Nah untuk menghindari ngantuk dibuatlah peraturan bahwa si pendengar diharuskan menggarut-garut punggung kawan atau mencari bintik-bintik gatal di punggung kawannya, itu senang sekali rasanya itu. Saya menggarut punggung kawan dan kawan yang lainpun menggarut punggung saya pula.

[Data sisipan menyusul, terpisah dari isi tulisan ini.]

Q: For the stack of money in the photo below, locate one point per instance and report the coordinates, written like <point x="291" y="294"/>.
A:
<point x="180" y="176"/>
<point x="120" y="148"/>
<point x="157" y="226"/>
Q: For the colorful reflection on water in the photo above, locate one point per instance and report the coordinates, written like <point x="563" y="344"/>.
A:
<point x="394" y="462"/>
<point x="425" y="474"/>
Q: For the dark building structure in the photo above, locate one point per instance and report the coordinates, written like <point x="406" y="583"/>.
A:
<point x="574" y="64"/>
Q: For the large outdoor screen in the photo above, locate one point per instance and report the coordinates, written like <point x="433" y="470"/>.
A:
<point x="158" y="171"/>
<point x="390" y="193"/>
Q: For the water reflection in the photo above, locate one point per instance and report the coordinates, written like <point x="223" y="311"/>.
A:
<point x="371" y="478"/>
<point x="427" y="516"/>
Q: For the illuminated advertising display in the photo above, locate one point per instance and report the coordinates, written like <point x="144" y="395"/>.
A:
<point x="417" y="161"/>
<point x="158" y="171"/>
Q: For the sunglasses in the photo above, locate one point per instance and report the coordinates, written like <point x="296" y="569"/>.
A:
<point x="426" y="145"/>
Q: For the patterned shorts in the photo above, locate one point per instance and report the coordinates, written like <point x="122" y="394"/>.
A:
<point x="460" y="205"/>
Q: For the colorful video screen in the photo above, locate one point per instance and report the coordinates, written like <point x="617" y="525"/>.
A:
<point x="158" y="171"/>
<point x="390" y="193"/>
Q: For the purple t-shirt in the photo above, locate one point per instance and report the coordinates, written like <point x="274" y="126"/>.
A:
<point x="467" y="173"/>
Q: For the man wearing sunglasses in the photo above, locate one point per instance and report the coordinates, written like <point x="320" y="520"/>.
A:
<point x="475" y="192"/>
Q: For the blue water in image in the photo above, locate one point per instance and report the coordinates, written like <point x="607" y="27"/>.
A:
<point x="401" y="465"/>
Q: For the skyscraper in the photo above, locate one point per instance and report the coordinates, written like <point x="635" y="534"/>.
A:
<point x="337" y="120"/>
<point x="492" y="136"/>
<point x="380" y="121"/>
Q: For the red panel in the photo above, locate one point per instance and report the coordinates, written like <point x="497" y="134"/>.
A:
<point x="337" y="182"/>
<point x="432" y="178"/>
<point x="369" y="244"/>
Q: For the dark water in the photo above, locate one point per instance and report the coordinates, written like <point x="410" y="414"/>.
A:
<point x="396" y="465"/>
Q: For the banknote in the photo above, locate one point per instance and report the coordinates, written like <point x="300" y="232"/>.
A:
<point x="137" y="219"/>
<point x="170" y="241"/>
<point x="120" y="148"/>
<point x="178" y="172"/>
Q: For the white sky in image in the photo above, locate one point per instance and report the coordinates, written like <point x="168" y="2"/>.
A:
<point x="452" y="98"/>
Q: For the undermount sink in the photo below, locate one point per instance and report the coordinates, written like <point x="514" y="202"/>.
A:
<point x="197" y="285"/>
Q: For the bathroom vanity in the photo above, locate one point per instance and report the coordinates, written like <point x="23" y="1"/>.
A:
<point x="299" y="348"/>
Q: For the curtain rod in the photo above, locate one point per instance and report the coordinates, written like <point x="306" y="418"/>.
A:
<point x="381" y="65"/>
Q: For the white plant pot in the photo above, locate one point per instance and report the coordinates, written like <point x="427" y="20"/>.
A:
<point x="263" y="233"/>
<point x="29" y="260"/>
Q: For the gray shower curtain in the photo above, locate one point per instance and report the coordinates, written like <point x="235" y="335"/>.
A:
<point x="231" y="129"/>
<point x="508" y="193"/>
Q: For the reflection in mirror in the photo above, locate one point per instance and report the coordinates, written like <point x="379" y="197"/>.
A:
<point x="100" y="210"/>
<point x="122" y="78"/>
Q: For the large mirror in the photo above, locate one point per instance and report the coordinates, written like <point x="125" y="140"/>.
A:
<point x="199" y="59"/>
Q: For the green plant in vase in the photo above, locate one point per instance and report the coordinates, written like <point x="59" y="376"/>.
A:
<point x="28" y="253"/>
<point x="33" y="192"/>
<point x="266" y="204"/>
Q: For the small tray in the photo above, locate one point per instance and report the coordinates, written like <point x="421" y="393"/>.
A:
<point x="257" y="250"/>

Kalau ada aktifitas tentu ngantuk hilang jadinya kan dan si tukang cerita tetap bersemangat bercerita jadinya.
Kawan-kawan itu, berbagai-bagai saja yang mereka ceritakan, ketika itu saya tidak tahu berjenis apa cerita-cerita itu, namun kemudian setelah menjadi guru Bahasa Indonesia barulah saya tahu bahwa yang dikisahkan itu ada yang berjenis cerita Fiksi atau yang dibuat-buat saja, ada pula Fabel yaitu tokoh cerita dan pelakunya binatang, ada pula cerita Sage tentang asal-usul nama tempat atau Cerita Berbingkai yang tidak tahu dari siapa cerita itu bermula yang penting ceritanya begini, begitu saja.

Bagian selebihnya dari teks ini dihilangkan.